そのヒントは『気にしない練習: 不安・怒り・煩悩を「放念」するヒント』にありました。この本の著者、密蔵院の名取和尚は意識的に「損得」と口にしないようにしたのだとか。たとえば一番損得が強くあらわれる買い物に関しては、「A店で買うのは損だ」の代わりに「A店で買うとお金がもったいない」と言うことにしたそうです。すると「損した」と思わなくなったと言います。
ほかにも損得を考えない買い物といえば、地元の商店街でしかものを買わないという人の話を聞いたことがあります。日ごろお世話になっている地域のお店だから、多少ほかの店より高くても感謝の気持ちで買うというのです。これも損得で測れない生き方かもしれません。

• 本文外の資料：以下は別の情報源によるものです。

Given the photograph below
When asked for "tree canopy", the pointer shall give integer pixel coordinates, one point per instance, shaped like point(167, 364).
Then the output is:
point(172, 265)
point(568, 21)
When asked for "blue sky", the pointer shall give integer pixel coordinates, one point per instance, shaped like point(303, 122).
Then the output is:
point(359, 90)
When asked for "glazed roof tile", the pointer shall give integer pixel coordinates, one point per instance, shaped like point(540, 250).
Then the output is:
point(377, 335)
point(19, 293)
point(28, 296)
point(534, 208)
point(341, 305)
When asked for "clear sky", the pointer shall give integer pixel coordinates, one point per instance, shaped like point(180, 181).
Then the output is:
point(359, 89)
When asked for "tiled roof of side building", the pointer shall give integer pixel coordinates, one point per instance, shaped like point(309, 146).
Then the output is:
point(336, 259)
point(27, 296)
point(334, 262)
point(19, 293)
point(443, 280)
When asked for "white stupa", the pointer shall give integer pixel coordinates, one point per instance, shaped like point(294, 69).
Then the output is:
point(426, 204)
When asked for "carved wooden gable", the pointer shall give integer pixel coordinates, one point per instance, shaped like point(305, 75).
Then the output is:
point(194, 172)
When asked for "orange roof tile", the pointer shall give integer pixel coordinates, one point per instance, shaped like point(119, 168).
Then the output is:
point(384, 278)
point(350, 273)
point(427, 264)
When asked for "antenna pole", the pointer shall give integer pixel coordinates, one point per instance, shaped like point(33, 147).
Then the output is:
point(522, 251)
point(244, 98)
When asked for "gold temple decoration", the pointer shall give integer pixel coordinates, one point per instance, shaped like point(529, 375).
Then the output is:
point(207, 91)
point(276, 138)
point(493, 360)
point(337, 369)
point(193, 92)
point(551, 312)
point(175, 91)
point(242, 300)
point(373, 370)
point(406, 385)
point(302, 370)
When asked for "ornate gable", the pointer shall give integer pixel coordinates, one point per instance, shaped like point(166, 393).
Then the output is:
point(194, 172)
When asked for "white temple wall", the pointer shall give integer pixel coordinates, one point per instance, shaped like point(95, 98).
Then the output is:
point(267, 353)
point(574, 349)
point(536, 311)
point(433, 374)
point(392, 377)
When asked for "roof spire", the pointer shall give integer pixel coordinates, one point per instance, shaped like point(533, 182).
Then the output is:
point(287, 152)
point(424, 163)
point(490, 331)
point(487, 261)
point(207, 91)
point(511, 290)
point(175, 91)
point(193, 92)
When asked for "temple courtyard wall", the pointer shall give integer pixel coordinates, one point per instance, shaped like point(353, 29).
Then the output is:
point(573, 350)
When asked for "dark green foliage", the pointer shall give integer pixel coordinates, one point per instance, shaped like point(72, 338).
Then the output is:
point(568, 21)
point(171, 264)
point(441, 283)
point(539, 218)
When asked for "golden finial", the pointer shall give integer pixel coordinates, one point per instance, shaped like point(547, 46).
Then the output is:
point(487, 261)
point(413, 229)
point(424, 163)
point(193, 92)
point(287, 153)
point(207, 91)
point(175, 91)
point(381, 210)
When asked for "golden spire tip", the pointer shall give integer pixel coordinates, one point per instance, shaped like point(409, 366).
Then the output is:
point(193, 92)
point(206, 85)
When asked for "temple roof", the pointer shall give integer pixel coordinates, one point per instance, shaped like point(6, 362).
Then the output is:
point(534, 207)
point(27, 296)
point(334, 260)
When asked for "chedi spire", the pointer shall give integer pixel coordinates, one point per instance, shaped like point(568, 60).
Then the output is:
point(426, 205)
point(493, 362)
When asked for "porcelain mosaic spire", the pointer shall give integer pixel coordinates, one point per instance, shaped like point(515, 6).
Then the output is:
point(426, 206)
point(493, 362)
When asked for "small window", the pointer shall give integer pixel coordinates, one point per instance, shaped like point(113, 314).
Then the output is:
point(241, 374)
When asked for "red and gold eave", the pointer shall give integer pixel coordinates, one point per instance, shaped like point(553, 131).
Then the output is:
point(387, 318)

自分のしたこと以上に他人に助けられている名取和尚はこういいます。
自分がしたことの裏側にはどれほど多くの人の助けがあったことかを考えるべきでしょう。
(『気にしない練習: 不安・怒り・煩悩を「放念」するヒント 』P159より引用)
だれかが作った道を歩き、だれかがキレイにしてくれた水を飲み、仕事でも周りの人の助けがなければ、ふつうに生活することすらできないはず。
今日一日をとって見ても、自分がやったことより、やってもらったことのほうが圧倒的に多いのだということを思えば、細かい損得を考えるなんて意味のないことだと思えてきます。